A few weeks ago, I found myself in a conversation that led to an interesting question. It went something like this:
Say, Hans, you’re actually quite active in the field of data science. But when you were studying, data science hadn’t even been invented yet. Still, over the past few years, you’ve gained knowledge and skills in data analytics and data science. So, you must know a thing or two about it. That’s why I have a question for you. What would you recommend if someone wants to learn data science themselves and they have to start from scratch?
Whew, I didn’t have an immediate answer to this question. But it did make me think. What would my advice be? It wasn’t a complex question, but one that triggered many different thoughts and ideas in my mind. How do you go about “learning data science from scratch?” As I pondered, I came up with a list of six tips. And I’m happy to share those tips with you here.

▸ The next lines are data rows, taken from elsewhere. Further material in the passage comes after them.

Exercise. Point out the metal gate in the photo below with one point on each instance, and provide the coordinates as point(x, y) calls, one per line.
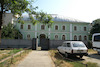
point(44, 43)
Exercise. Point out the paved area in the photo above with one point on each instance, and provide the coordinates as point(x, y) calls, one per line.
point(37, 59)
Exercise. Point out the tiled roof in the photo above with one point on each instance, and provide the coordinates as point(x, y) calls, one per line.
point(58, 18)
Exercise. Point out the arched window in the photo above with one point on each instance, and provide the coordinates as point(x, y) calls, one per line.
point(56, 27)
point(84, 28)
point(21, 26)
point(28, 36)
point(56, 37)
point(29, 26)
point(80, 38)
point(85, 37)
point(75, 37)
point(42, 27)
point(75, 28)
point(63, 27)
point(63, 37)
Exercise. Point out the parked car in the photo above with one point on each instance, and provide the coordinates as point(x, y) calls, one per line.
point(73, 48)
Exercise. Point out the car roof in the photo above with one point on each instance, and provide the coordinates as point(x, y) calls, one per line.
point(71, 41)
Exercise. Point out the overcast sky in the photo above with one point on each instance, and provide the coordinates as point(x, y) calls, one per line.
point(84, 10)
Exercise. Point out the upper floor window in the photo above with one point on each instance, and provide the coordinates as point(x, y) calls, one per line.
point(42, 27)
point(84, 28)
point(85, 37)
point(28, 36)
point(80, 38)
point(56, 27)
point(75, 28)
point(21, 26)
point(29, 26)
point(75, 37)
point(63, 37)
point(63, 27)
point(56, 37)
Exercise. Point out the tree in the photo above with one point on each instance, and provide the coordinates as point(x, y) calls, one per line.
point(95, 28)
point(21, 6)
point(14, 33)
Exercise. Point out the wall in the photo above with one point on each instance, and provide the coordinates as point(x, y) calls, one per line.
point(14, 43)
point(56, 43)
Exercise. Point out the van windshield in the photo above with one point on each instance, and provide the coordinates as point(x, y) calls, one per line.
point(78, 44)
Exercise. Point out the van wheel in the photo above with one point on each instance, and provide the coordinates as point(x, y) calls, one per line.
point(81, 56)
point(66, 55)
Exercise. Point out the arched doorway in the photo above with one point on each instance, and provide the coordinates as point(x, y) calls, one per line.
point(42, 36)
point(44, 42)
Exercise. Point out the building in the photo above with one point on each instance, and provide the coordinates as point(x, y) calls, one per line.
point(9, 18)
point(63, 28)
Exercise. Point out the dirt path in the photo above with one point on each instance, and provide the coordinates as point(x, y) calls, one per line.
point(93, 58)
point(37, 59)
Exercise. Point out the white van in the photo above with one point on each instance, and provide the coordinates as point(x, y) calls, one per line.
point(96, 42)
point(73, 48)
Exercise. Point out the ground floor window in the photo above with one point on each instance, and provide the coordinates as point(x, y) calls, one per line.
point(80, 38)
point(85, 37)
point(28, 36)
point(56, 37)
point(63, 37)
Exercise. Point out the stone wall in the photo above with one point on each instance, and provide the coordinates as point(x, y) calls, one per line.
point(15, 43)
point(55, 43)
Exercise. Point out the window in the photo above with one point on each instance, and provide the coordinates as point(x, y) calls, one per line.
point(21, 26)
point(68, 45)
point(84, 28)
point(63, 37)
point(85, 37)
point(56, 27)
point(42, 27)
point(80, 38)
point(29, 26)
point(75, 37)
point(63, 27)
point(78, 44)
point(56, 37)
point(28, 36)
point(97, 38)
point(75, 28)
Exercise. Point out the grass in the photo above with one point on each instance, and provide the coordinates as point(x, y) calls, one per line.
point(13, 61)
point(60, 62)
point(7, 53)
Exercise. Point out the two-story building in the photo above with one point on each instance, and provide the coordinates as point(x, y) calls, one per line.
point(63, 28)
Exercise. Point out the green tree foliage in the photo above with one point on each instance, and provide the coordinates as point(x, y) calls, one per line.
point(10, 32)
point(19, 7)
point(95, 28)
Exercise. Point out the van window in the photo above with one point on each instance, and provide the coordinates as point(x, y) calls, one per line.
point(64, 45)
point(78, 45)
point(97, 38)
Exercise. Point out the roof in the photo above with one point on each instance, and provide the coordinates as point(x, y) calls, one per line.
point(58, 18)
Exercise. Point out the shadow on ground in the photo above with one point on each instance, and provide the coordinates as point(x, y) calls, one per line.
point(95, 56)
point(73, 58)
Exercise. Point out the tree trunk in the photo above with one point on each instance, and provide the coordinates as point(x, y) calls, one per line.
point(1, 20)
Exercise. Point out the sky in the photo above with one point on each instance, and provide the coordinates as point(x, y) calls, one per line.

Tip 1: Don’t start with programming, opt for a low-code solution
It might look super cool, typing all sorts of complex Python statements in dark mode, but that’s not what makes me happy. My preference lies with a low-code solution like KNIME. With the help of KNIME, I’ve been able to accelerate my data science career tremendously. In KNIME, the process is central, not the code. And that comes with several advantages. A KNIME canvas is organized, allowing you to zoom in and out. You can encapsulate nodes into so-called metanodes, and with annotations, the (data science) process you execute in your workflow is supported and made understandable, turning it into a story that you can share and communicate.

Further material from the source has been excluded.